LCL met en route une évolution raisonnée de son réseau d'agences

le 13/06/2014 L'AGEFI Quotidien / Edition de 7H

La banque prévoit une montée en puissance de ses centres de relation à distance, mais une stabilité du nombre de points de vente

Une évolution, pas de révolution. LCL a dévoilé hier aux syndicats lors d’un comité central d’entreprise ses projets de réorganisation de son réseau d’agences en France à horizon 2018, soit au-delà de l’échéance 2016 fixée dans son plan stratégique. A la différence d’autres enseignes, la filiale du Crédit Agricole n’a pas opté pour une refonte radicale du dispositif qui serait liée à la généralisation de la banque en ligne.

Le nombre d’agences, environ 1.900 en France, devrait ainsi rester stable sur la période, selon la direction, quand certaines sources syndicales évoquent autour de 80 fermetures et 70 ouvertures. «Le lien humain est important dans la relation bancaire, et le groupe veut s’appuyer sur le maillage d’agences actuel», explique un proche de la banque. Dans une zone donnée, les agences seront organisées en réseau: les plus petits points de vente pourront renvoyer vers les plus gros les clients ayant des besoins spécifiques. Le système permettra aussi des ouvertures alternées, certaines agences étant accessibles le lundi et d’autres le samedi toute la journée. LCL devrait enfin poursuivre sa logique de spécialisation. Le groupe dispose déjà d’agences pour l’habitat (16) ou pour les étudiants.

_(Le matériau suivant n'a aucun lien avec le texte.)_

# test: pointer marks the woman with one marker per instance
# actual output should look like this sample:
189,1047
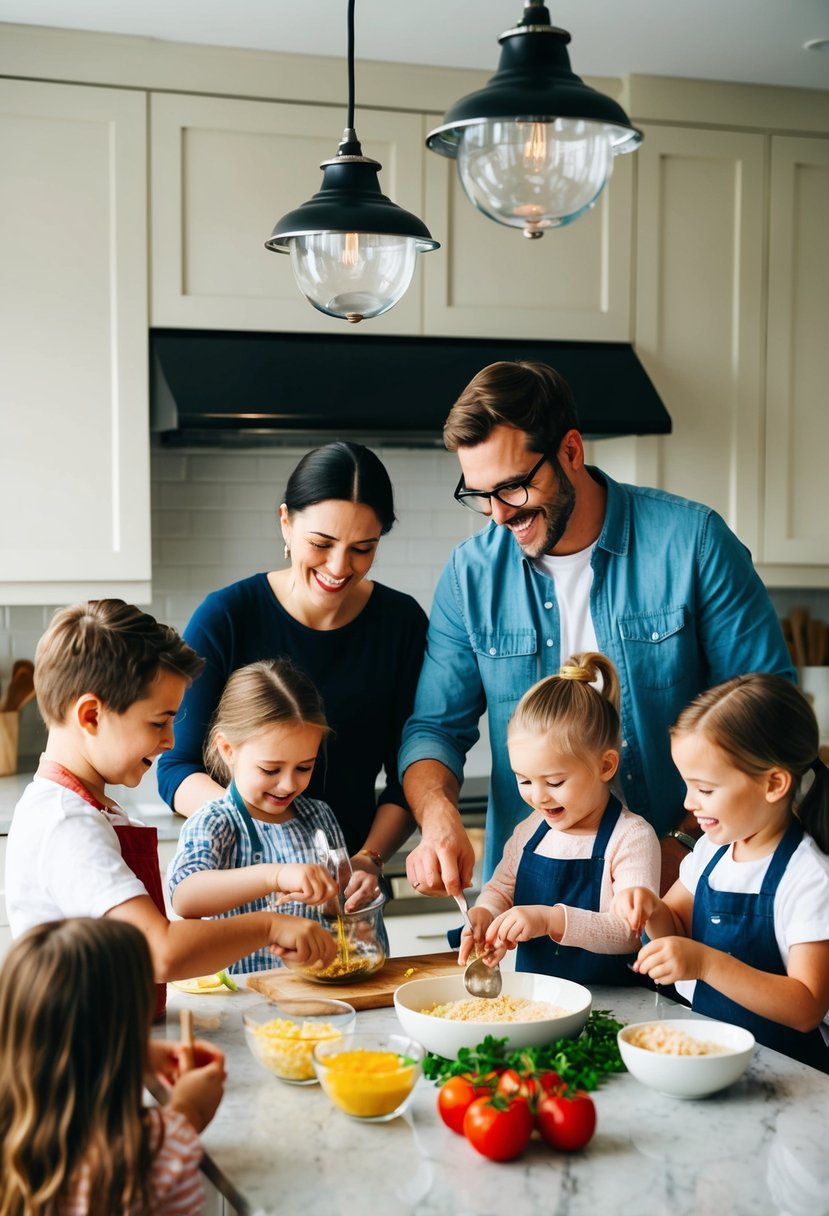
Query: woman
359,641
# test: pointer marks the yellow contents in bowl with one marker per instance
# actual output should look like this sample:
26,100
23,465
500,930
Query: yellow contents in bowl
286,1047
367,1084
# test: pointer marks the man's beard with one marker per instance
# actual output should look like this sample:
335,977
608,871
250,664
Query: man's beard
556,516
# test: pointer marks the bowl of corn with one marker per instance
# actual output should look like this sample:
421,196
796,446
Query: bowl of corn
370,1077
282,1034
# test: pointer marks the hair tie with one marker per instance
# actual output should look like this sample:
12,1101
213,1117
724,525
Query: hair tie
581,674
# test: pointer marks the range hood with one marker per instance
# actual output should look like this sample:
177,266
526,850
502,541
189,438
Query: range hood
220,387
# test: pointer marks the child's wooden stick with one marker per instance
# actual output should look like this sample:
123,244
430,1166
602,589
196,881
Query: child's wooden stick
187,1056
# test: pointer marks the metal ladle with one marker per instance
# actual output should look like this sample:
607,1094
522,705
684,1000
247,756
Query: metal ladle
478,978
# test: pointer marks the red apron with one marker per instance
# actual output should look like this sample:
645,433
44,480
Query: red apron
139,848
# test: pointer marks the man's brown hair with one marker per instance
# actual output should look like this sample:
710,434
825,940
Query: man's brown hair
108,648
528,395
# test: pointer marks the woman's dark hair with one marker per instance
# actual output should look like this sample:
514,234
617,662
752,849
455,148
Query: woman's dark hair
348,472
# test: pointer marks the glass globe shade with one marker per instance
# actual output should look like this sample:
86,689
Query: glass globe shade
353,275
535,175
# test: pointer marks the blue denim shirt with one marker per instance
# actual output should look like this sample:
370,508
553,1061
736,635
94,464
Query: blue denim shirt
676,603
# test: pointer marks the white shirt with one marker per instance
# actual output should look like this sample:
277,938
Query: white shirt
63,859
573,576
801,901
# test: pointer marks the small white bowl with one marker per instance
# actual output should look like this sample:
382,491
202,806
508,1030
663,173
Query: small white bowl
689,1076
445,1037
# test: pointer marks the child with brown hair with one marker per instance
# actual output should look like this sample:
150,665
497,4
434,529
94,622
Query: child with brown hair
744,932
110,680
259,838
75,1007
550,895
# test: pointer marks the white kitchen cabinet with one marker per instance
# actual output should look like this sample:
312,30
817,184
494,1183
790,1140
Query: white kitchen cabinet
699,313
74,459
490,281
798,354
223,173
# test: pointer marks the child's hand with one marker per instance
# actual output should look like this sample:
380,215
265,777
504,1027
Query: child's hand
667,960
197,1093
636,905
300,940
523,923
480,921
168,1059
304,883
362,888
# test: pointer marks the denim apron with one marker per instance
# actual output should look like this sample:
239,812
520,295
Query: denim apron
743,925
577,883
139,849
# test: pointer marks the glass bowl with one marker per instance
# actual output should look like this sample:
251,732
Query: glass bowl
360,951
282,1034
370,1077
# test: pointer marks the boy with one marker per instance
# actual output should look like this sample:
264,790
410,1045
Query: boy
110,680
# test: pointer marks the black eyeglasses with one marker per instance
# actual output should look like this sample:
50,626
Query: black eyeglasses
514,494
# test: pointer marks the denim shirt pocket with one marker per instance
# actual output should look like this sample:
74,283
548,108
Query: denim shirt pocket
507,660
659,649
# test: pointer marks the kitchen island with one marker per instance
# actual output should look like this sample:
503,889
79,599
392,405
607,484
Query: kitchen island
756,1148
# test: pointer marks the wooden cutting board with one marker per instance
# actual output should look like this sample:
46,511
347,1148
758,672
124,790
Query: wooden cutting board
370,994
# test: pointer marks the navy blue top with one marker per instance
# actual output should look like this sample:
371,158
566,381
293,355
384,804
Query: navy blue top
366,673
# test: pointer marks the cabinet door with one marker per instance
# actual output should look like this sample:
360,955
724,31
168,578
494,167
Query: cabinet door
223,173
699,317
490,281
74,457
798,354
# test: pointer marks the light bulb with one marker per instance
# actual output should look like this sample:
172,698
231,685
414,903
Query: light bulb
353,275
535,175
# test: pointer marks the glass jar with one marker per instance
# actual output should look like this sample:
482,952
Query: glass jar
360,951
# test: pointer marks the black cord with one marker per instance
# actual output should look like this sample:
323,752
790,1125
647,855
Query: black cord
350,23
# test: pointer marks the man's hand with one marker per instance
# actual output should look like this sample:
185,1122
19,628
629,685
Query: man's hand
444,860
480,921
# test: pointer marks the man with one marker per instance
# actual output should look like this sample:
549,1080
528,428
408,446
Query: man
571,561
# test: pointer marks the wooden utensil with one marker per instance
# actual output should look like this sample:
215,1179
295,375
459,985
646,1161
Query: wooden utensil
374,992
187,1053
799,618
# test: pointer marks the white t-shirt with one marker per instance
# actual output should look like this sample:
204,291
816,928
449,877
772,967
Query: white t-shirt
573,576
63,859
801,901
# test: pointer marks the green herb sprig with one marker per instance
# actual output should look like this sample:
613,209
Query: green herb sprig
582,1063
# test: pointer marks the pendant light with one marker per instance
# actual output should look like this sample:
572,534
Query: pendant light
535,146
353,251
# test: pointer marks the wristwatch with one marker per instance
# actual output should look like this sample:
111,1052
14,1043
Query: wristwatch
683,838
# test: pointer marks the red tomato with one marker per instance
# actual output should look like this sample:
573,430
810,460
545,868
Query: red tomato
497,1129
455,1096
567,1122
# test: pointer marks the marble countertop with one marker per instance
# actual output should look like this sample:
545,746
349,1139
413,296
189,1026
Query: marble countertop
756,1148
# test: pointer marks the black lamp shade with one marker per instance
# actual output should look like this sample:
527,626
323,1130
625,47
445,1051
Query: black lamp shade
350,200
534,84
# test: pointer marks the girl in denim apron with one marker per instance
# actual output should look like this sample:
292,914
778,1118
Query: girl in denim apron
257,848
550,896
748,919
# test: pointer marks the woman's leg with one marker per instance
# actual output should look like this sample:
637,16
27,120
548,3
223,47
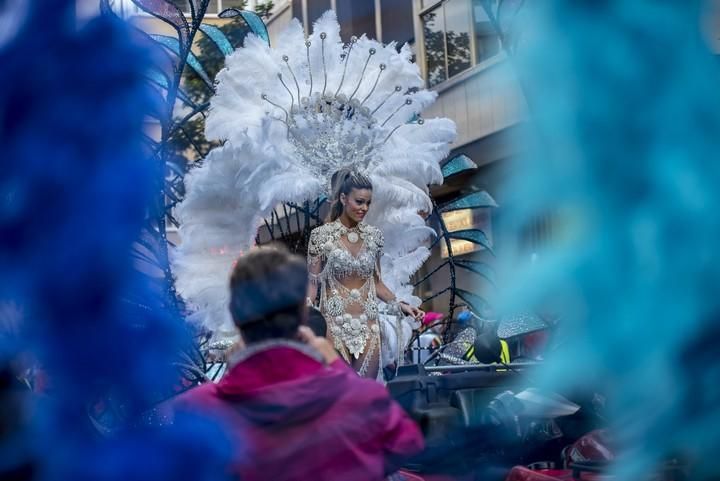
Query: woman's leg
368,364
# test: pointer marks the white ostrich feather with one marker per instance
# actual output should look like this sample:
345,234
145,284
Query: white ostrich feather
289,117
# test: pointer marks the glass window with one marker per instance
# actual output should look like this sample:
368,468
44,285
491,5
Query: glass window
316,8
397,21
457,36
239,4
487,44
434,35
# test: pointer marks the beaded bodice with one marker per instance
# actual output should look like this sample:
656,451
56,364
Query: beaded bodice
351,312
342,263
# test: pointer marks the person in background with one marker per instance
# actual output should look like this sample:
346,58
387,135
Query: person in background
291,406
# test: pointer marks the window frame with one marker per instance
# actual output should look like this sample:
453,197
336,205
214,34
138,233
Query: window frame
474,64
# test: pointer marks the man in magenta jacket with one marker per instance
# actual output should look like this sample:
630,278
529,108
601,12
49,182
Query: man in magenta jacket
292,408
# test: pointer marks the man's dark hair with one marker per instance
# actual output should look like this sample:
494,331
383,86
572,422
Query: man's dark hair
268,288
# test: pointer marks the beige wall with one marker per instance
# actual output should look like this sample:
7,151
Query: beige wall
481,101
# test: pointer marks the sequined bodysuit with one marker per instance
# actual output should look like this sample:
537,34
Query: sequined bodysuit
345,274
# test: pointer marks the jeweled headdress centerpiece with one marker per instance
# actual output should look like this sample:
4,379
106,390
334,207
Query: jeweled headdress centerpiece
333,130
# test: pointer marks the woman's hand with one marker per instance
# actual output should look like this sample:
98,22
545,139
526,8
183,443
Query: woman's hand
320,344
414,312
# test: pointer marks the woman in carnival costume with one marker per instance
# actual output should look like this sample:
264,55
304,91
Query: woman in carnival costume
292,119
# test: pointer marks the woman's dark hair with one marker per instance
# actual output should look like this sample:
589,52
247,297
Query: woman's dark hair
343,181
268,288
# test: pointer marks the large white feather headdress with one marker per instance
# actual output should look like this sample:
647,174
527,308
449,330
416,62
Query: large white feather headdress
290,117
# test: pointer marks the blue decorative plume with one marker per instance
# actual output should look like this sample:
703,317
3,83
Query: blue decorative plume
75,191
625,102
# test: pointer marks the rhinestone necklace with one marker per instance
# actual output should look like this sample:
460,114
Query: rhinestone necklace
352,234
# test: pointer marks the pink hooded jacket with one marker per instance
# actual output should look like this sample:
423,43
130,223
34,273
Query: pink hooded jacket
293,418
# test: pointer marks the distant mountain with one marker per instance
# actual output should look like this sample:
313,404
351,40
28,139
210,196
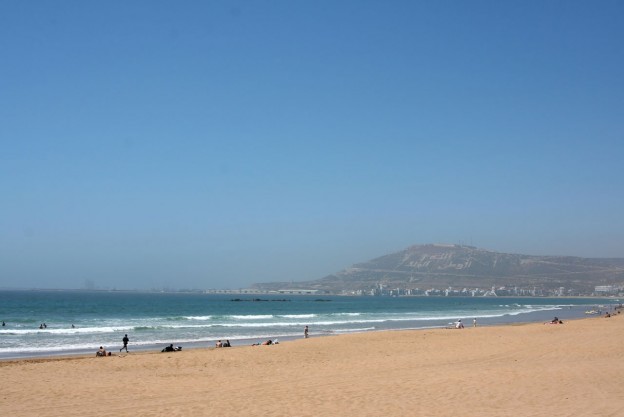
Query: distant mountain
436,266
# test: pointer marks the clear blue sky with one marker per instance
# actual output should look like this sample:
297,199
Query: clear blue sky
206,144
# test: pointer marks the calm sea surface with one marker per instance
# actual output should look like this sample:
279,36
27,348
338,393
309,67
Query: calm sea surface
81,321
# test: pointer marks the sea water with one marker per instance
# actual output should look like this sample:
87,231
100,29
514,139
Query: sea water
81,321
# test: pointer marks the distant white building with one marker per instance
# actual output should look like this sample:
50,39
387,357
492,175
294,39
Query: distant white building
605,289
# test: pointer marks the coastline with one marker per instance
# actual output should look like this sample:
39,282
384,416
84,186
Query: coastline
539,314
523,369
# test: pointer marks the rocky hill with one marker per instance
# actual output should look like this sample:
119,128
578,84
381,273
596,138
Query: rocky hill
442,266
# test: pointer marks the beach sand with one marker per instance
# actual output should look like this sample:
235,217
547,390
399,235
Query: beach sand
573,369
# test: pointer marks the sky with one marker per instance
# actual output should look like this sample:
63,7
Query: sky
215,144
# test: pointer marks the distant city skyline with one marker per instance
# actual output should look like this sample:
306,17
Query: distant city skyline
219,144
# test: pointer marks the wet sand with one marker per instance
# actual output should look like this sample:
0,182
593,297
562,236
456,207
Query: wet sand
572,369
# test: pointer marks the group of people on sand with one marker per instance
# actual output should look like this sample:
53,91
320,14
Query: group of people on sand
554,321
171,348
266,343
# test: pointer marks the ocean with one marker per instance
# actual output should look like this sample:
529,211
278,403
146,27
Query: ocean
79,322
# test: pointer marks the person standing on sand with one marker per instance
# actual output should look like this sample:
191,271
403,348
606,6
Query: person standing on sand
125,346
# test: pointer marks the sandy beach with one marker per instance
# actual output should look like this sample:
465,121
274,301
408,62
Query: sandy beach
572,369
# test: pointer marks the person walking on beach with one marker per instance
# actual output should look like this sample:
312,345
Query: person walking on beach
125,346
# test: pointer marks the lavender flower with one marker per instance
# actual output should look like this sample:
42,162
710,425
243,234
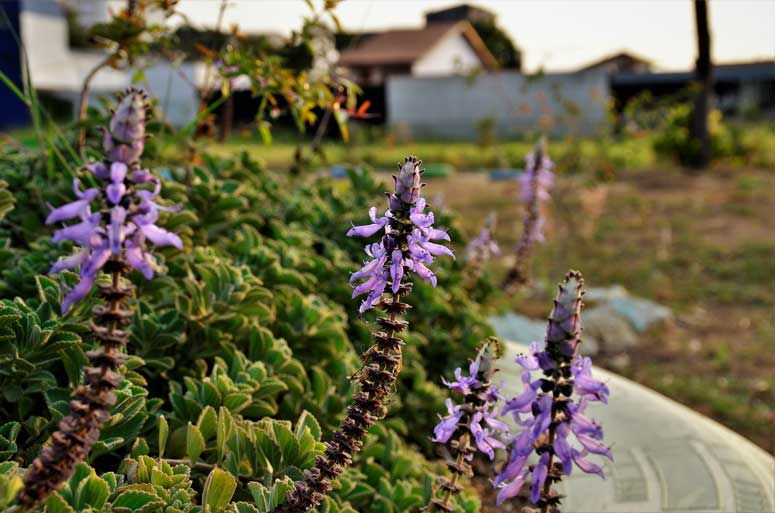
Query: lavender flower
126,214
471,426
406,247
535,183
484,246
551,408
111,226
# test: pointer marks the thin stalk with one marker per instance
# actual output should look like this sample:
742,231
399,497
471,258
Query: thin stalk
84,101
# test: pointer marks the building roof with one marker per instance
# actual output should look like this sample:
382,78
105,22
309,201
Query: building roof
460,12
402,47
611,59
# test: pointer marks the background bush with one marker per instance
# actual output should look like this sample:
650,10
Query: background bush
241,351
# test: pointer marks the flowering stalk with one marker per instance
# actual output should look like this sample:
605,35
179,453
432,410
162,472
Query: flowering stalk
406,247
553,413
534,188
462,433
112,239
484,246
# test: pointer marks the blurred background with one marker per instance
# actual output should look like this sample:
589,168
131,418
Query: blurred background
660,119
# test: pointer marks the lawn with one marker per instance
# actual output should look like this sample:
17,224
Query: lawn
700,245
382,154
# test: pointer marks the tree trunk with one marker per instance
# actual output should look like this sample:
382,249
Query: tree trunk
703,86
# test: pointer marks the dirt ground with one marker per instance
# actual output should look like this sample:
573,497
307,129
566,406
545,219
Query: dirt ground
702,245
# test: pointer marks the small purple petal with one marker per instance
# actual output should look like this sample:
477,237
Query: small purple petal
78,292
117,172
116,232
138,259
69,262
160,236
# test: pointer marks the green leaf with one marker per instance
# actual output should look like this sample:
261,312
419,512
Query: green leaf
136,501
164,431
307,421
218,490
195,443
265,130
208,422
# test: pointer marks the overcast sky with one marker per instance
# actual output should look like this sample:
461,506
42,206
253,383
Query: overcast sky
555,34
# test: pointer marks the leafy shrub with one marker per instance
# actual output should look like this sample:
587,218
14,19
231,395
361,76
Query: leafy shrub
241,353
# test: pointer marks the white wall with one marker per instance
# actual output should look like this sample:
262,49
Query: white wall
452,106
451,55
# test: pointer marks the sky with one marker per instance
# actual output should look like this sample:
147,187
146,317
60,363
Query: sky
553,34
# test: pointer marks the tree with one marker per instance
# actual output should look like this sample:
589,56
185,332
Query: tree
703,84
500,44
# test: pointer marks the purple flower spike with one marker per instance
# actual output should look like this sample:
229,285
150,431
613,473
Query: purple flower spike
555,425
407,243
484,247
119,219
390,262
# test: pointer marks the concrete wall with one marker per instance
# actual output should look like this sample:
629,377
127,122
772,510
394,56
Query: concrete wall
452,54
451,106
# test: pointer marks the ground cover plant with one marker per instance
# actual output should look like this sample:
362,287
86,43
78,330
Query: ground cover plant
698,244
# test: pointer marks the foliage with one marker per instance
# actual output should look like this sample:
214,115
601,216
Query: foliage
673,140
500,44
244,346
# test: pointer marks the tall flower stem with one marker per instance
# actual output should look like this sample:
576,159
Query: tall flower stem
450,486
470,427
376,380
405,248
93,400
536,179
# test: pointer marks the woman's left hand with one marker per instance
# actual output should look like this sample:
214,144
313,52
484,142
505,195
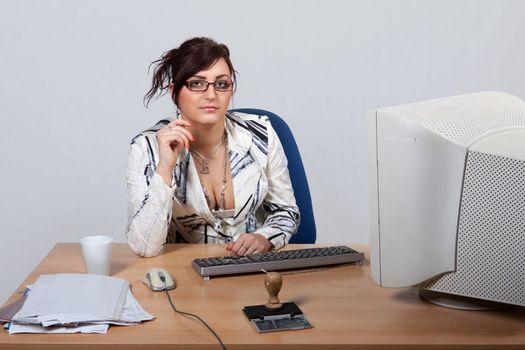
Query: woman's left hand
249,243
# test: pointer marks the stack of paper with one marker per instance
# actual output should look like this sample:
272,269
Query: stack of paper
71,303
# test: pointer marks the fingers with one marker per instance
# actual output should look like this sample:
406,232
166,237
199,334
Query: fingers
248,244
175,133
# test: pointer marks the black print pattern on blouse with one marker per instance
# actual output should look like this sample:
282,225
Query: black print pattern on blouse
180,174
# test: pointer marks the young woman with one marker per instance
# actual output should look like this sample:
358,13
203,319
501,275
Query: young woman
207,175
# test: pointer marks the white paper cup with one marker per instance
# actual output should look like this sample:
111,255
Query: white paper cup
96,251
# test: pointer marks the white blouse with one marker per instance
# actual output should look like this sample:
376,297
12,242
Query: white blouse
264,198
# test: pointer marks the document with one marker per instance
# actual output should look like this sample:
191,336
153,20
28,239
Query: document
68,303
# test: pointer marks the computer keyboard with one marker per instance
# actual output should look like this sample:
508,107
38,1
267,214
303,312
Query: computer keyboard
276,260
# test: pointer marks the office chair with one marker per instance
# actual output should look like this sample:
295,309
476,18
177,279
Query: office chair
306,232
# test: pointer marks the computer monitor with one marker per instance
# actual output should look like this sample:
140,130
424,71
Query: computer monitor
447,198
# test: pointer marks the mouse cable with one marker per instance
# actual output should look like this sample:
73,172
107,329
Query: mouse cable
223,347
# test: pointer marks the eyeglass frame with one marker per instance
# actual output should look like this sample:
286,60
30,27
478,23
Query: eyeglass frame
187,85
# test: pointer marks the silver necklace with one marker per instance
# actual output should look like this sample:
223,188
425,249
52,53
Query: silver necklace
223,186
206,160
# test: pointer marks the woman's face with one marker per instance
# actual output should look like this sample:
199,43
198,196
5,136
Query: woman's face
209,106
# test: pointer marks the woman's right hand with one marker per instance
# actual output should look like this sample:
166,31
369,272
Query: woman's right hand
171,139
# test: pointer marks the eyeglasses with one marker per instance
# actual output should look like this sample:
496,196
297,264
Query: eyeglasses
202,85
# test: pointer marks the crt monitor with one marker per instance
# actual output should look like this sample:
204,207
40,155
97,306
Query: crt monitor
447,198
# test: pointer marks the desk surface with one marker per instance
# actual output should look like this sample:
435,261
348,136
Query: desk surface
346,308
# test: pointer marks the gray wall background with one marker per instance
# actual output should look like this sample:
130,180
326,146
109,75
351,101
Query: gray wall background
73,74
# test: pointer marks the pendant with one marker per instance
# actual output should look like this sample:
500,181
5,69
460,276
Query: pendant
205,167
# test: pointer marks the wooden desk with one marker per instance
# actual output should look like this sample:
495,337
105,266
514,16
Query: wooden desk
347,309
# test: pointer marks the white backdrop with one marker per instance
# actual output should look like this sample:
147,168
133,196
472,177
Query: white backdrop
73,74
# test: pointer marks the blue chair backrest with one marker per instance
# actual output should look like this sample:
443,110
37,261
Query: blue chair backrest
306,232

L’essor de la banque à distance conduira tout de même à faire monter en puissance les centres de relations clientèle (CRC) situés aujourd’hui dans les principales métropoles du pays. D’ici à 2018, ils devraient gagner 310 conseillers clientèle en équivalent temps plein (ETP). Ceux-ci seront capables de traiter pour le client toutes les opérations bancaires.

A l’inverse, les forces en agence vont être affectées, même si le groupe promet 1.000 recrutements (en brut) par an. LCL, qui emploie environ 13.000 personnes pour servir la clientèle des particuliers et professionnels, prévoit 1.060 suppressions de postes en ETP d’ici à 2018, sans licenciements. Une baisse due pour l’essentiel à la disparition des postes de chargés d’accueil, à faible valeur ajoutée. «On s’y attendait, cela aurait pu être pire», souffle un responsable syndical.

Entre les reconversions en CRC, le turnover naturel, et les 1.810 départs en retraite prévus sur cinq ans, la gestion des départs devrait être fluide. Bien plus que dans les back-offices, où le groupe a annoncé en mai la fermeture de 6 centres sur 25 et la suppression nette de 289 postes d’ici à 2016, avec un plan de départs volontaires à la clé.